With every model, we’ll visually show you how the model performs and give you some easy-to-understand performance metrics. Unlike some of our competitors that overload you with a bunch of hyper technical jargon (hyperparametric tuning, F1 & F2 scores, blah blah blah), we’ll let you know what’s going on in plain English. We also know that you’re going to want to understand what’s driving the predictions, so we’ve included a lot of charts to help you understand which variables were most important in generating the predictions.

So let’s recap real quick: Automated machine learning? Check. Performance that’s easy to understand? Check. Explanations that tell you what variables were important in the model? Check. Fresh brewed coffee while the models are training? Well, that’s on you, sorry.

It’s been a long, strange journey, but you made it: The training data has been cleaned and optimized and the models have been trained. You’re ready to use the models to see into the future and predict the unknown! With our prediction engine, you can easily load new data into the models you’ve trained and get predictions fast.

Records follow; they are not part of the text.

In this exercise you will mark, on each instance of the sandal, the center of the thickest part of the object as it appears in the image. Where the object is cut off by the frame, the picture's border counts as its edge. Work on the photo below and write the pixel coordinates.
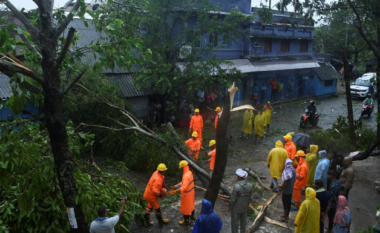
(283, 220)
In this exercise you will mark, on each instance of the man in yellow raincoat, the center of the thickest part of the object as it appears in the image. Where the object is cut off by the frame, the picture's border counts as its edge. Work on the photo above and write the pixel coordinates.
(259, 125)
(307, 220)
(268, 114)
(276, 163)
(247, 123)
(312, 162)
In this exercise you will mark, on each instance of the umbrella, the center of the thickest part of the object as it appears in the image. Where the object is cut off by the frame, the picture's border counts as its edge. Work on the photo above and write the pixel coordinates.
(303, 140)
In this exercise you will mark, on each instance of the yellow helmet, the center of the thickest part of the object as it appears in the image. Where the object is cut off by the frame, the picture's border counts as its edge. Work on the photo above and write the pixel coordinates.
(300, 153)
(212, 142)
(183, 163)
(162, 167)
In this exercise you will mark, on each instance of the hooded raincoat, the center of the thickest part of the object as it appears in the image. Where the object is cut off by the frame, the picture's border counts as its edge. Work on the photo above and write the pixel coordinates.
(312, 161)
(208, 221)
(247, 123)
(290, 147)
(196, 124)
(276, 160)
(260, 124)
(187, 192)
(307, 220)
(268, 114)
(322, 168)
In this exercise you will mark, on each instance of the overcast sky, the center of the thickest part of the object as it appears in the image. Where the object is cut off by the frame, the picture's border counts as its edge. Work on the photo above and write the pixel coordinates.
(29, 4)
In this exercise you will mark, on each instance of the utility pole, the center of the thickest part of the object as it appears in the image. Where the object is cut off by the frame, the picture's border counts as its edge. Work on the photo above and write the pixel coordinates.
(350, 114)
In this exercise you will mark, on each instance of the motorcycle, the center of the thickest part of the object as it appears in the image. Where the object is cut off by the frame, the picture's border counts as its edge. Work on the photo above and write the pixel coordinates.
(305, 118)
(366, 110)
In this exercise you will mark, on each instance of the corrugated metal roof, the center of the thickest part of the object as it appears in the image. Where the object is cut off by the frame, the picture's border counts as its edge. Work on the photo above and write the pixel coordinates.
(246, 66)
(327, 72)
(127, 87)
(5, 87)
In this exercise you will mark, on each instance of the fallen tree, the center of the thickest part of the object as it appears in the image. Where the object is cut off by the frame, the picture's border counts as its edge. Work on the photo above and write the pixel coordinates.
(135, 125)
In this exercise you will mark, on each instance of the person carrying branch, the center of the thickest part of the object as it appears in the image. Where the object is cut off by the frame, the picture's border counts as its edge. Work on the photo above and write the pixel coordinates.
(186, 189)
(212, 154)
(196, 124)
(156, 188)
(241, 196)
(194, 145)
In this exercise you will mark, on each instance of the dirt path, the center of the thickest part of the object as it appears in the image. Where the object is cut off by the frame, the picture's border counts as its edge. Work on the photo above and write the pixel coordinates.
(245, 153)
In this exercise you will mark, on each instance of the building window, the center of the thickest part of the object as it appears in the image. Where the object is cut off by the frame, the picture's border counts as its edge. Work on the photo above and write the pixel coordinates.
(285, 45)
(304, 46)
(213, 40)
(329, 83)
(268, 45)
(194, 38)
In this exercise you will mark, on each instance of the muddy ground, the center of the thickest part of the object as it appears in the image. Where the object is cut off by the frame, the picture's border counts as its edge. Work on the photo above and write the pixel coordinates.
(245, 153)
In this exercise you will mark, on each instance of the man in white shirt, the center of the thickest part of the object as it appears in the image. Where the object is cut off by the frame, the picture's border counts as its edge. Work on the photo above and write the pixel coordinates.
(103, 224)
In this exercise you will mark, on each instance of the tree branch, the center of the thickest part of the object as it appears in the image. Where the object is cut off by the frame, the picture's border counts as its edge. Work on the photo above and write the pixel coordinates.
(72, 84)
(60, 28)
(30, 46)
(6, 66)
(29, 26)
(360, 28)
(66, 46)
(38, 117)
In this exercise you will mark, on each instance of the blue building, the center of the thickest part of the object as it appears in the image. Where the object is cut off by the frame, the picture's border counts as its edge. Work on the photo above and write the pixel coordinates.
(280, 51)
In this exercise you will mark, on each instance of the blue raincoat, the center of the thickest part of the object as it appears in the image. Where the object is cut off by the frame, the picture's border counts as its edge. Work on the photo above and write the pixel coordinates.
(208, 221)
(322, 168)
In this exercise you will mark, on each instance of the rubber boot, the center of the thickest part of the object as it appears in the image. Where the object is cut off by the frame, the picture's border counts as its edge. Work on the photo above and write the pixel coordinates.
(193, 215)
(161, 219)
(185, 221)
(147, 221)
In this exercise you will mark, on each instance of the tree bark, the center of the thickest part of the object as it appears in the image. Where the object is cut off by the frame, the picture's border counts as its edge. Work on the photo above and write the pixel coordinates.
(221, 153)
(350, 114)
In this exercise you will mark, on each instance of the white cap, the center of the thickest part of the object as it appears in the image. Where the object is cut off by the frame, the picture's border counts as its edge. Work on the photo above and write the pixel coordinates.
(241, 173)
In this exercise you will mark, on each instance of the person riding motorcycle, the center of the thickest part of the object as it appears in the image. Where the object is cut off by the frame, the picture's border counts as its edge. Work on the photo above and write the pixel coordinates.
(369, 101)
(312, 109)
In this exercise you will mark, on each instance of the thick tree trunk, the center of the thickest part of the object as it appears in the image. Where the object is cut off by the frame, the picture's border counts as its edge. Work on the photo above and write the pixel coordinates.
(55, 124)
(221, 153)
(350, 114)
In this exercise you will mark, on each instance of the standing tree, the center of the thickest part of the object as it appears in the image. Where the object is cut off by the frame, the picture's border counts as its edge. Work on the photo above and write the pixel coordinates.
(47, 48)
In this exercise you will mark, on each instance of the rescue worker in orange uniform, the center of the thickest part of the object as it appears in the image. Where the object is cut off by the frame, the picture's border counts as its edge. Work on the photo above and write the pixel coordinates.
(301, 179)
(155, 189)
(186, 189)
(194, 145)
(212, 154)
(196, 124)
(290, 147)
(217, 110)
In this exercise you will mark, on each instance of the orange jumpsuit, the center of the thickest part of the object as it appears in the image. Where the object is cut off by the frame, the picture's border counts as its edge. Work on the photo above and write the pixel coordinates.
(194, 147)
(300, 182)
(216, 121)
(212, 154)
(187, 192)
(291, 149)
(196, 124)
(153, 189)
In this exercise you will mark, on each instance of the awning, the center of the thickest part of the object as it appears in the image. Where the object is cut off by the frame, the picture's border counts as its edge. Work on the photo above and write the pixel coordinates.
(246, 66)
(327, 72)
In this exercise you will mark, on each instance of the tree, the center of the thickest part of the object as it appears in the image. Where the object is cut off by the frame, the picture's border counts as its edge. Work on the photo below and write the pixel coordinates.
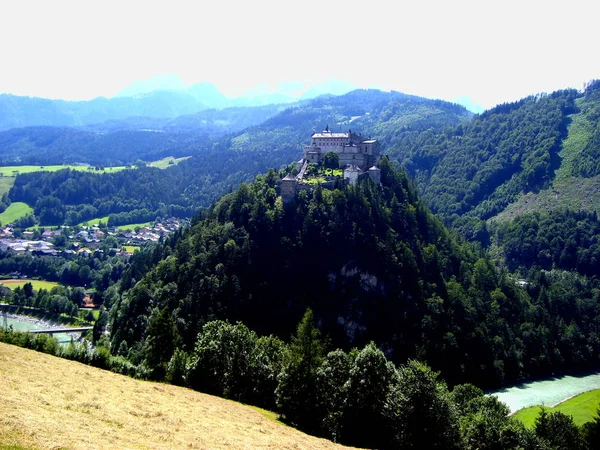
(590, 432)
(221, 361)
(558, 430)
(331, 160)
(366, 416)
(422, 410)
(160, 342)
(296, 389)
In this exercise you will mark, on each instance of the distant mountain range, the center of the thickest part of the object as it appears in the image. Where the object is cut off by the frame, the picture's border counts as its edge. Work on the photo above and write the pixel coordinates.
(162, 97)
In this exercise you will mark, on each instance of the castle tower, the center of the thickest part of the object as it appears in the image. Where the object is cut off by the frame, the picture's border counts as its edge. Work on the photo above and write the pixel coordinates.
(287, 188)
(375, 174)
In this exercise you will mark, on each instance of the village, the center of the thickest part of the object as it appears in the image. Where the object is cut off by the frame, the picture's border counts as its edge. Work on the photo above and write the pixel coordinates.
(85, 240)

But wait, there’s more! We’ve got a special treat for you if you train and save multiple models. We can take the predictions of every model and ensemble them together to create a prediction of predictions! Sure, we’ll give you a simple ensembled average (or mode depending on the problem type), but we’ll also give you a custom “model of models” ensembled result that generates a prediction based on the performance and interactions of all your saved models… it’s getting pretty meta in here, someone call in the philosophy majors.